Even for a tactically challenged party on the edge of electoral oblivion, it seems a bizarre misstep. Why are Labor MPs jumping on a bandwagon of union thugs dissing the Greens?
Any reading of polling — and Bernard Keane crunches the numbers compellingly today — would tell you there are only votes to be lost, not gained, in an attack on more progressive minds.
As for the values argument — “we have different values and different policies, and we certainly distinguish from them,” Greg Combet said this morning — that’s fairly laughable given Labor’s principled stand on almost nothing except a carbon tax the Greens forced it into.
No, this is just political desperation. It veritably reeks.
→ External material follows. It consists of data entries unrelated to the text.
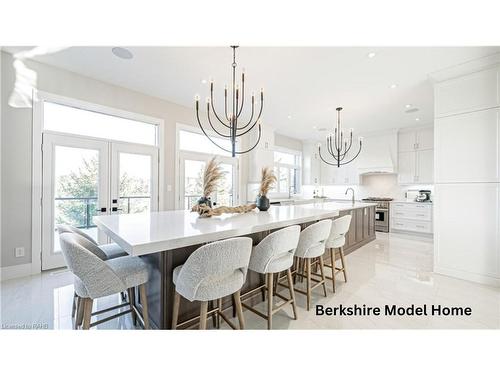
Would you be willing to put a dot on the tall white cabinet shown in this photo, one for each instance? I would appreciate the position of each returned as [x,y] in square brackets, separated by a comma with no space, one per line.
[467,183]
[416,156]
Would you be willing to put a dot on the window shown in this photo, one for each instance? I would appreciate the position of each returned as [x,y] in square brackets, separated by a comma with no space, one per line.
[65,119]
[195,150]
[287,168]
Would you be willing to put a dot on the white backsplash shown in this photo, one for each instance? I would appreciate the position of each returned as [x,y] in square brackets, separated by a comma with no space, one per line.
[376,185]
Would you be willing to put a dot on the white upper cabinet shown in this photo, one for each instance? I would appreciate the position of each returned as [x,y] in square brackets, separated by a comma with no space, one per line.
[416,156]
[407,169]
[310,164]
[425,167]
[468,93]
[468,147]
[425,138]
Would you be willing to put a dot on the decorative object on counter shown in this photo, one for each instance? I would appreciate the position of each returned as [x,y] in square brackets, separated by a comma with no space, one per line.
[206,211]
[266,183]
[211,177]
[337,146]
[229,121]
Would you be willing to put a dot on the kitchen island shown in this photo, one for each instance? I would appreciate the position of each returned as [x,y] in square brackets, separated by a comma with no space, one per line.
[165,240]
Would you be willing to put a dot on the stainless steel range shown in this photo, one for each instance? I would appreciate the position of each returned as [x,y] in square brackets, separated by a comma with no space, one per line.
[381,212]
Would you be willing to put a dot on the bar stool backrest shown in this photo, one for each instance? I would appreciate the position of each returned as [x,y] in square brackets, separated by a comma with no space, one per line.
[313,238]
[96,278]
[86,241]
[215,263]
[275,252]
[340,227]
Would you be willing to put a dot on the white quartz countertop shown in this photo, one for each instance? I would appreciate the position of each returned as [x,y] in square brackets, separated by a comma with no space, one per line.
[141,234]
Are Greens’ policies really as “extreme” as One Nation? Impractical and superficial, perhaps, and certainly deserving of scrutiny given the party’s powerful parliamentary position. But some have been adopted by Labor. And at least two — gay marriage and euthanasia — are more in line with public sentiment than both major parties.
They’re no more hollow than the heart of Labor, an administration that shuns desperately-needed organisational reform and tries desperately to walk a middle ground that pleases no one.
Christine Milne and her cohort won’t be why Labor is wiped from the map next year. It will be Labor’s extraordinary ability to blame anyone but itself.